De jonge plantjes kweekt men eerst in potjes, later uitgeplant. Zij worden als 3-jarige en oudere planten verkocht aan weder-verkoopers, doch zijn dan eenigen tijd vooraf opgepot. Ook uit Japan heeft invoer plaats, doch slechts van p. die daar inheemsch zijn en die het vervoer goed doorstaan, o. a. Rhapis flabelliformis, R. humilis en in mindere mate Trachycarpus excelsa en T. Fortunei, wijl deze beide ook uit Z.-Europa aangeboden worden. De aanplanting van p. in de Riviera geschiedt in toenemende mate. De in Z.-Europa inheemsche Chamaerops humilis met kleine grijsachtige waaierbladeren aan gedoomde stelen is verdrongen door fraaiere soorten, o. a. de zooeven genoemde Trachycarpus, Brahea Roezlii (de blauwe palm) uit Mexico, Sabal Palmetto uit Carolina, Washingtonia filifera uit Z.-Californië en vooral door vele Phoenix.

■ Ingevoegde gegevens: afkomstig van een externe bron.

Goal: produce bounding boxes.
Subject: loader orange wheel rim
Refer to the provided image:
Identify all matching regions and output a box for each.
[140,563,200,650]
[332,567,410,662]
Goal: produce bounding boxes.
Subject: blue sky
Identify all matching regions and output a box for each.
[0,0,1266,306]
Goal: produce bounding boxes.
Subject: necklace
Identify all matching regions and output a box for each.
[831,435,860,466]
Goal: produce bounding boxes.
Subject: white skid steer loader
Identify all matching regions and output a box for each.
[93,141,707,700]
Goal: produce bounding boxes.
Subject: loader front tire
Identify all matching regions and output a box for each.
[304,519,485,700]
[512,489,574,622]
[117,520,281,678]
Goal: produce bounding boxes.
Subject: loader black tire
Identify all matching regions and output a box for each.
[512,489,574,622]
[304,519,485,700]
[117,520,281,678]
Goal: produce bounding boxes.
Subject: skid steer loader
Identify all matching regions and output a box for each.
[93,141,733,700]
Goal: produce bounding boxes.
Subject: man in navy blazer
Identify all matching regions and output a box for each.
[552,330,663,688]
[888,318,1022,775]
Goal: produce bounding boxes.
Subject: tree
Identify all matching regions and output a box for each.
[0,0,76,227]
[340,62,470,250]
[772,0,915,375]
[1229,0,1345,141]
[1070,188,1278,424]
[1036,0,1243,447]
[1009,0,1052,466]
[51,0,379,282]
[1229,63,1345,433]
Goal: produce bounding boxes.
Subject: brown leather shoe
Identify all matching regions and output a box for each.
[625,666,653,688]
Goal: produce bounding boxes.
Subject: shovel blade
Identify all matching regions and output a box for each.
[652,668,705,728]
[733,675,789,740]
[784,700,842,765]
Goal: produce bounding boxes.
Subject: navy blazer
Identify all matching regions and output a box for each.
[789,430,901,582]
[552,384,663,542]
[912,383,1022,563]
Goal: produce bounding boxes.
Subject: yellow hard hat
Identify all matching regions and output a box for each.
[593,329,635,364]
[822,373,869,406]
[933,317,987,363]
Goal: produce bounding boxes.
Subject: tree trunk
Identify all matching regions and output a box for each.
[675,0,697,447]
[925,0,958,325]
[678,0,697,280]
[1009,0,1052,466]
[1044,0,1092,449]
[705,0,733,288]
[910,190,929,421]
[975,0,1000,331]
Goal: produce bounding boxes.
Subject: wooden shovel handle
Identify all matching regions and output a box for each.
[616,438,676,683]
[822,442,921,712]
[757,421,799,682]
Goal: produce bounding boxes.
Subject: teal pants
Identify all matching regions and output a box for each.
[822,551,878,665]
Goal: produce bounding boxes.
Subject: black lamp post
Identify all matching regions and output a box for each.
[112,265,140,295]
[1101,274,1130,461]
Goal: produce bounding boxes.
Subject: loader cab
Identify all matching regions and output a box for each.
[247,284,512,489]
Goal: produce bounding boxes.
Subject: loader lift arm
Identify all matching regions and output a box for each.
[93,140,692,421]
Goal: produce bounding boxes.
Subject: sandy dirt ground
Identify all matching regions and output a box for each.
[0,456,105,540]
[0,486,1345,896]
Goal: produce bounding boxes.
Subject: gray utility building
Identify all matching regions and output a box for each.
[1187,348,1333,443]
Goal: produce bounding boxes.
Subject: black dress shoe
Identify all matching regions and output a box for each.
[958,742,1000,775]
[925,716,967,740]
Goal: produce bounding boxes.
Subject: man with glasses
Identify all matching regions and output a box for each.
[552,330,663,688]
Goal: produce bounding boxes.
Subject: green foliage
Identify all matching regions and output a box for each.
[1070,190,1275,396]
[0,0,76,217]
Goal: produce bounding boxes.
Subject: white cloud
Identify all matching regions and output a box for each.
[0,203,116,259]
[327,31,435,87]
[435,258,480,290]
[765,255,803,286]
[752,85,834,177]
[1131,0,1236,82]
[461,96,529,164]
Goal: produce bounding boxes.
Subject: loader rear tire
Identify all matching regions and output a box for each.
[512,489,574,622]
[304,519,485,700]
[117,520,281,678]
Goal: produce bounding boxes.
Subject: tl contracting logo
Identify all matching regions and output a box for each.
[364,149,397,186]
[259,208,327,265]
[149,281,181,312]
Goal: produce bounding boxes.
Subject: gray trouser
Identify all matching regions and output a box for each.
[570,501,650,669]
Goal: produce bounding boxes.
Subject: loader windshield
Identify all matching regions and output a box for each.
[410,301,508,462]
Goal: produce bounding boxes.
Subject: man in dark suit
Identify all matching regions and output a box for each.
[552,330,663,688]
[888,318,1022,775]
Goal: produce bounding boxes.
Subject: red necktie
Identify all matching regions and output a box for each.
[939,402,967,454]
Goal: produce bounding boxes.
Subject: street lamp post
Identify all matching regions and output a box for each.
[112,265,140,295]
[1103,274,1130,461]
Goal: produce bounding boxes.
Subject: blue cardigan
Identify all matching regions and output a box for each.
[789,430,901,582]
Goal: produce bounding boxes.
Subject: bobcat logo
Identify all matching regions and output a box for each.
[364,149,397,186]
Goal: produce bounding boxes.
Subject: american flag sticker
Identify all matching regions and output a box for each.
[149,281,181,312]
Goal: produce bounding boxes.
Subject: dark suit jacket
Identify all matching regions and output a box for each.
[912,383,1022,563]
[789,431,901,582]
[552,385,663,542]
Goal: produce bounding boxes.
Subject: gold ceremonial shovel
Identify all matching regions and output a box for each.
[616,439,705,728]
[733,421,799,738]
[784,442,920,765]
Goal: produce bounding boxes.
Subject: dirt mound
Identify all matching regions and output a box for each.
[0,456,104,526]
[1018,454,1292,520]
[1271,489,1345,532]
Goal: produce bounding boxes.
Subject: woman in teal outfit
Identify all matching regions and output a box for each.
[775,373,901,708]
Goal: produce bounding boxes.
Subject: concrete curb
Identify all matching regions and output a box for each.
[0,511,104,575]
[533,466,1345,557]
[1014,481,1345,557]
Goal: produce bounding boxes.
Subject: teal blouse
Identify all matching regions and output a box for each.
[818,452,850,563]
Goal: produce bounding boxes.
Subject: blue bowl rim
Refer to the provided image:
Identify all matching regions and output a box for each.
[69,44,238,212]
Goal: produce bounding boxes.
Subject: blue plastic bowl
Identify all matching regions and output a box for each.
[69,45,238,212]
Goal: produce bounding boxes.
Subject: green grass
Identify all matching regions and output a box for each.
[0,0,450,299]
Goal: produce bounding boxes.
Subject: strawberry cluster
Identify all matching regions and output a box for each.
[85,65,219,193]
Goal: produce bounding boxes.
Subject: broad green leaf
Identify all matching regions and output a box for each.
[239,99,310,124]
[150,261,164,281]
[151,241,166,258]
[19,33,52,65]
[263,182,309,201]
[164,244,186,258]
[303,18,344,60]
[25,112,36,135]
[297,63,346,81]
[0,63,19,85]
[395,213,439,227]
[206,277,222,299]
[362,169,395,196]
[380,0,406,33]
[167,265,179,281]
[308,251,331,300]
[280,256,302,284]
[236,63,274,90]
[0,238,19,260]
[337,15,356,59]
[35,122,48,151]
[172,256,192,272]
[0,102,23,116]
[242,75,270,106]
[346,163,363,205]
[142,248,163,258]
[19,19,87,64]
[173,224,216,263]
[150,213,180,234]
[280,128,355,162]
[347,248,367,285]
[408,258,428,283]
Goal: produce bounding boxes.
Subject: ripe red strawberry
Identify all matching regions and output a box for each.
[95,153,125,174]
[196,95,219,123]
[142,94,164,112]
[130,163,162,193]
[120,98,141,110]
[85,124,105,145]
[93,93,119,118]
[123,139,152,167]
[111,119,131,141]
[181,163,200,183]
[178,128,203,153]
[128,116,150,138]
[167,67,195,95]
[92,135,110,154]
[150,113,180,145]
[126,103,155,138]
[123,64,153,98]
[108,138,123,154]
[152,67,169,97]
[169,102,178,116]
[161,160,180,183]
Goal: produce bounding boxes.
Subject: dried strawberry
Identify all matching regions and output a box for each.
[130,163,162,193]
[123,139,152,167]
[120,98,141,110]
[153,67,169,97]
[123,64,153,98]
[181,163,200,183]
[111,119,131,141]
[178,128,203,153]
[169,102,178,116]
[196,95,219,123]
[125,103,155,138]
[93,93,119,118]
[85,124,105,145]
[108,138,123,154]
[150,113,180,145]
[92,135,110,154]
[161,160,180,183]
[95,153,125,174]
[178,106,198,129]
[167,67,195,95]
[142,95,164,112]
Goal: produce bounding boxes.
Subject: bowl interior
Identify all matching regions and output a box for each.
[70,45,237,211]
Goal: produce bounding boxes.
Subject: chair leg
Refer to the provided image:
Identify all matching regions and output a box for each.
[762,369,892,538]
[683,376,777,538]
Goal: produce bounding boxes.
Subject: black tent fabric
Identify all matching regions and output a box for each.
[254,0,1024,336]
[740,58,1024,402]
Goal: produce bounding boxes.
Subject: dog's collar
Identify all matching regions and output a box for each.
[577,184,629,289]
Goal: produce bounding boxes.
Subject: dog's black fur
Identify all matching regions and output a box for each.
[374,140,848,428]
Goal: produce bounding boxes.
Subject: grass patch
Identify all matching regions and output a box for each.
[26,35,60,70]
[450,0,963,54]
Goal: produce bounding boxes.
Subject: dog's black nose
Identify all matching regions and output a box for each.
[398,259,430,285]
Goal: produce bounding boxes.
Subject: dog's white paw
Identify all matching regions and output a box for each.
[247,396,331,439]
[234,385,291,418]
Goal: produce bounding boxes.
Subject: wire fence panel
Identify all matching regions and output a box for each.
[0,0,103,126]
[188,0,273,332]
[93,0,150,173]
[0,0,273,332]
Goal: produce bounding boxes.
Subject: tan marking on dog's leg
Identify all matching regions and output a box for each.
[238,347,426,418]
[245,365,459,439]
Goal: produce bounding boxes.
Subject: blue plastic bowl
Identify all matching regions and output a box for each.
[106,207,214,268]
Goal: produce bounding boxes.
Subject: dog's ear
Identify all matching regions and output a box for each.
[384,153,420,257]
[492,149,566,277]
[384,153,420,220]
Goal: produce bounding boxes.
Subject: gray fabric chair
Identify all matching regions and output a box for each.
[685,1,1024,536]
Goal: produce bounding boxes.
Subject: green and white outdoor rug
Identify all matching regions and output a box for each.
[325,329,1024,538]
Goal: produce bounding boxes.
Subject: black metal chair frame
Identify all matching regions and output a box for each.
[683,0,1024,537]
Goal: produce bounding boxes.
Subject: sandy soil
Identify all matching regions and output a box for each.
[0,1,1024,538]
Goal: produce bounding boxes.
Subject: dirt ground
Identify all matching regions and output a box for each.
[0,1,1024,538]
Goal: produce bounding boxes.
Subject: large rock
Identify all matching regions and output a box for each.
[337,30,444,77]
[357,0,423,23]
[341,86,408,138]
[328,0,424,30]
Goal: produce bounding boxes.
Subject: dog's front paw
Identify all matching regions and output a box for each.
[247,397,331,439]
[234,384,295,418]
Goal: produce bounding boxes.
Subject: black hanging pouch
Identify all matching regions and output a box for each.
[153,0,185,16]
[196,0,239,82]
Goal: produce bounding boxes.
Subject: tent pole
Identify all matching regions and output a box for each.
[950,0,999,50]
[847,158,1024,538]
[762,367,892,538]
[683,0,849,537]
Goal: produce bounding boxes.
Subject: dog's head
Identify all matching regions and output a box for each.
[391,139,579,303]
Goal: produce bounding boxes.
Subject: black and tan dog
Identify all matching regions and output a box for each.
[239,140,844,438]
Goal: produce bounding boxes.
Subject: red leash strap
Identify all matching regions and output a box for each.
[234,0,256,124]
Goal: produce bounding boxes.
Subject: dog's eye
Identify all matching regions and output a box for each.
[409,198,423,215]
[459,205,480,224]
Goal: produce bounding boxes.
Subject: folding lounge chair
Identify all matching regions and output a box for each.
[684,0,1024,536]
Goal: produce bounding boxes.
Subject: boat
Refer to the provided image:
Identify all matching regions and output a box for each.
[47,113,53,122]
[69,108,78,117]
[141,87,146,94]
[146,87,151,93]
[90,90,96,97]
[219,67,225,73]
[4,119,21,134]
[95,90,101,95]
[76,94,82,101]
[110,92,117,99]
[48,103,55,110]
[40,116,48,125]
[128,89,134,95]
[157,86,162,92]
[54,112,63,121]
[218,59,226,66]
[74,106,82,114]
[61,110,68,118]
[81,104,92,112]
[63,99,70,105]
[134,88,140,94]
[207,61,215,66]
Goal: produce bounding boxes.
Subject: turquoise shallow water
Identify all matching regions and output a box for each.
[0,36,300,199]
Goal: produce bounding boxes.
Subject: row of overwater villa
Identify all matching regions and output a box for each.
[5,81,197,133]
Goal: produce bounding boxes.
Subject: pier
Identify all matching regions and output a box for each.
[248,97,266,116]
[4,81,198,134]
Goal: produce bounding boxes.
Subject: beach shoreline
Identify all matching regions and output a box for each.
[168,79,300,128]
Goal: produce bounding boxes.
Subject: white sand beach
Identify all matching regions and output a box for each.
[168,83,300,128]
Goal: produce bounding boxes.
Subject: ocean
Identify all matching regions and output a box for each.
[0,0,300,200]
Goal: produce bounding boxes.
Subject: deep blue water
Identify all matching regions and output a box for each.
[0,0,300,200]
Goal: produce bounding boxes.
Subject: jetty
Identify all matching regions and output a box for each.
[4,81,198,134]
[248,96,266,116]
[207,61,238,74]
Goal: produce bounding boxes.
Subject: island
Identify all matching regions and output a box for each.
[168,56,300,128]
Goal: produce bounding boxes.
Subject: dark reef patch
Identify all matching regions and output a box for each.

In Z.-Engeland en Ierland groeien verscheidene dezer p. bevredigend (o. a. op Leonardslee in Sussex: 400 groote Chamaerops en Trachycarpus) en zelfs in ons land is Trachycarpus jarenlang uitgeplant buiten gekweekt, ’s winters alléén beschut door een strookap om sneeuw en regen te weren (’s Graveland), of door een houten huisje (Leiden), waarbinnen vorst tot — 6° C. goed werd verdragen. Behalve deze kunnen nog enkele p. ter tuinversiering van Juni tot Oct. dienen, o.a. Livistona australis uit N.-Holland, L. chinensis, de Chamaedorea’s uit Mexico, enz. Men geeft ze dan een beschut, licht beschaduwd plekje en zorgt door besproeiing voor een vochtige atmospheer. Van de verzamelingen in de Botanische tuinen is die te Buitenzorg beroemd.